Entretanto, nos interessa aqui é falar de Saint-Exupéry, o motivo de escrevermos essa crônica, não é mesmo. Sim, então cadê o Zé Perri do título? Pois gente, o Zé Perri é ele mesmo, ora pois! Esse apelido foi dado pelos pescadores de Campeche, em Santa Catarina, onde igualmente passavam uns dias e interagiam com a população local. O pessoal não conseguia pronunciar seu nome na língua natal de Vanessa Paradis, então ficou Zé Perri mesmo. Tem até documentário sobre isso: "De Saint-Exupéry a Zeperri", 2011, uma co-produção Brasil/França dirigida por Branca Regina Rosa, disponível na internet.

NA SEGUNDA GUERRA MUNDIAL
Como eu dizia, nossos intrépidos aviadores tiveram vigorosos brevês e vidas breves: Mermoz morreu durante a 25ª vez que realizava a travessia transoceânica Congo/Brasil - da qual foi pioneiro - , em 1936, dado como desaparecido; Guillaumet, amigo íntimo de Antoine e que, como ele, também casara na Argentina (será que as hermanas deram azar pros gauleses?), foi abatido, durante vôo sobre o Mar Mediterrâneo em 1940, por um caça italiano, sem deixar vestígios. Claro que, sobre Exupéry, contarei mais detalhes.

Quando eclodiu a Segunda Guerra Mundial, ele pilotou pela Força Aérea Francesa até a rendição do país, após o que se exilou nos Estados Unidos. Lá lançou mais alguns livros, como O Pequeno Príncipe, em abril de 1943. Sim, o grande clássico universal, que já foi traduzido em uma ou duas centenas de idiomas e vendeu entre dezernas e centenas de milhões de exemplares (não arrisco dar números precisos, pois essas informações variam muito na internet), foi lançado primeiro em inglês e não em francês, a língua materna do literato. E mais: as aquarelas originais, de autoria de Exupéry, foram usadas somente na primeira versão americana; a edição francesa, publicada em novembro de 1945, quando o escritor já falecera, teve de reproduzir os desenhos do livro estadunidense.

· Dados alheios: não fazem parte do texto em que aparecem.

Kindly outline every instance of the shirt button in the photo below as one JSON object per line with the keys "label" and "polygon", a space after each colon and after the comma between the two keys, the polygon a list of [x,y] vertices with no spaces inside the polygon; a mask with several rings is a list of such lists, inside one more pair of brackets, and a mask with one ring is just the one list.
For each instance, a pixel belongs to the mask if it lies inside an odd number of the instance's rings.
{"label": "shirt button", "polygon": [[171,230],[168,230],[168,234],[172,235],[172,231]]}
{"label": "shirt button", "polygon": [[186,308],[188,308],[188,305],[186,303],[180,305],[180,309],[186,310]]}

Estando nos EUA quando o pais entrou para a guerra, Antoine mexeu suas asinhas a fim de voltar para sua esquadrilha, que agora apoiava os Aliados. Na verdade já estava velho e ultrapassado para os modernos e sofisticados caças americanos, que exigiam pilotos com no máximo 35 anos e em ótima forma física, não um quarentão acima do peso já alquebrado pelos acidentes dos tempos de Aéropostale. Mas, sabem como é, o pioneiro aviador e famoso escritor teve QI suficiente para conseguir seu intento. Contudo, deveria ter ficado em Nova York, sentado e com os pés chão, pintando e escrevendo. Em sua quinta missão, em 31 de julho de 1944, desapareceu na costa francesa durante vôo de reconhecimento.

DÉCADAS DEPOIS
O que acontecera a Antoine de Saint-Exupéry? Ficou o mistério. Alguns aventavam a possibilidade de suicídio. Para esses, as 44 vezes que o Pequeno Príncipe vê o pôr do sol em seu pequeno planeta seriam a idade da morte do autor, enquanto o desaparecimento do menino no deserto, ao final do livro, seria uma metáfora para a forma como ele e seus colegas sumiam do mundo. Somando-se a isso, a rosa, única personagem feminina do livro, representaria a sua esposa, Consuelo, com a qual estaria tendo problemas conjugais.

Teorias a parte, em setembro de 1998, na costa de Marselha, pescadores encontraram uma pulseira de identificação com os nomes de Antoine de Saint-Exupéry e Consuelo. O fato chamou a atenção do mergulhador Luc Vanrell. Em setembro de 2003 (vamos encurtar essa história e esse texto), muito trabalho e muita burocracia depois, Vanrell mergulha no Mediterrâneo e encontra, em parte dos destroços, o número de fabricação 2734, correspondente ao avião pilotado pelo escritor. Bingo!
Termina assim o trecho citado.